The good news for wealth managers is that both the population and wealth of high-net-worth individuals are at record highs, and trust in advisors also rose sharply last year. However, those wealthy clients under 40 will require a lot more attention in the future.

The population of high-net-worth-individuals (HNWIs) with more than $1 million in investable assets in the U.S. jumped 17% to 4 million and their investable wealth rose by 18% to reach nearly $14 trillion, according to the U.S. Wealth Report 2014 released by Capgemini and RBC Wealth Management.

Trust in wealth managers and firms increased 12 percentage points each to 84% and 87% respectively, according to a survey done for the report.

"The fact that trust is up is really good news," says William Sullivan, head of Capgemini's Global Financial Services Market Intelligence. "But the real challenge for wealth managers is that despite an increase in trust, the assessment of their performance was down overall, and especially from clients under 40."


Paradoxically, that discrepancy is being driven by clients' "huge expectations" as a result of the continuing bull market, Sullivan believes.

In addition, the report showed that younger HNWIs are demanding more digital contact from their advisors, see their needs as more complex, are more interested in social impact investing and want more family wealth advice, Sullivan notes.

To be sure, the U. S. wealth market is on a roll. Thanks to a continued economic recovery, strong equity market performance, rising real estate values and record domestic oil production, growth rates of both the HNWI population and HNWI wealth in the U.S. strongly outpaced global averages.

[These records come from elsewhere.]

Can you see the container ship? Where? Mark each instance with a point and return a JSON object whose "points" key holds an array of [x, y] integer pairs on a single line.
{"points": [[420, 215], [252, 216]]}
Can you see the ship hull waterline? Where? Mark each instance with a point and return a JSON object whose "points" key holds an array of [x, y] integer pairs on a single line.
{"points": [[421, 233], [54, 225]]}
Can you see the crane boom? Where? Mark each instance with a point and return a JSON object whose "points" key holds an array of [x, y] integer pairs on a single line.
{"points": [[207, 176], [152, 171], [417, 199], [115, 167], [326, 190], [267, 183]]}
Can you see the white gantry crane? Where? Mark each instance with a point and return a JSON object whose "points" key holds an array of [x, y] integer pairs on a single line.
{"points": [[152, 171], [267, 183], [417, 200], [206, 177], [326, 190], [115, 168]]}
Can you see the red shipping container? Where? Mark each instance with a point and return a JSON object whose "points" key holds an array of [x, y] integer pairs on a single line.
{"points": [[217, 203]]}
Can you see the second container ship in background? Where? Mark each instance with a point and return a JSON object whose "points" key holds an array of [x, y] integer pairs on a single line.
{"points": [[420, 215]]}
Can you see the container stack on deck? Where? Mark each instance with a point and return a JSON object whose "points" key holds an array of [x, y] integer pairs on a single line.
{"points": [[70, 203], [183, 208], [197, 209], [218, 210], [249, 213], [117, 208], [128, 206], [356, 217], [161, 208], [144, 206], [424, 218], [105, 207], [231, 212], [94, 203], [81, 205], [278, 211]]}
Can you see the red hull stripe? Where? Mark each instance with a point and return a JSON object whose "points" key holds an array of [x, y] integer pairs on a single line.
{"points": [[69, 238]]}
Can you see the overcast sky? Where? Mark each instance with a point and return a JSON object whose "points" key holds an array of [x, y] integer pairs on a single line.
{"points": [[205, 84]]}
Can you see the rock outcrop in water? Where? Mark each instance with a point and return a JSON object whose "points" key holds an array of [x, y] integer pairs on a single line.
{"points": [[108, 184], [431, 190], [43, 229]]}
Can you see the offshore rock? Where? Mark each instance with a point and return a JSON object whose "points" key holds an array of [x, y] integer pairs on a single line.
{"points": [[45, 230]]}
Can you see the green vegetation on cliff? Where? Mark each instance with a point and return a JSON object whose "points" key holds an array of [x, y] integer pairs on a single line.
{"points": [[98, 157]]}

A dozen metropolitan markets - accounting for 75% of U.S. HNWI wealth - drove the increases: New York, Los Angeles, Chicago, Washington D.C., San Francisco, Boston, Philadelphia, Houston, San Jose, Dallas, Detroit, and Seattle.

Markets with a technology and energy orientation, including Dallas, Houston and San Jose grew the fastest, while New York remained the top wealth market by far, with 894,000 HNWIs and over $3.2 trillion in assets (second-ranked Los Angeles has 330,000 HNWIs and over $1.2 trillion in assets). However, New York recorded the second lowest growth rate (12%) in HNWI population of the top 12 markets, ranking only slightly higher than Detroit (11%).


According to the survey, wealthy clients in the U.S. overwhelmingly preferred to work with a single firm versus multiple firms.

"It's clear that clients want a single point of contact for holistic advice," says Rob Spawn, senior managing director for RBC. "Younger clients especially indicated they would consider leaving a firm that doesn't offer an integrated channel experience."

Wealthy individuals under 40 are also highly focused on making a positive impact on society through investing time, money or expertise, the survey found, with 81% citing driving social impact as extremely or very important.

Female HNWIs are also focused on driving social impact, with 62% citing it as extremely or very important, compared to 50 % of their male counterparts.

The preferences and increasing importance of women and younger wealthy clients was a key takeaway from the report, according to Sullivan. "We need to make sure we have tailored offerings for female and millennial investors," he says.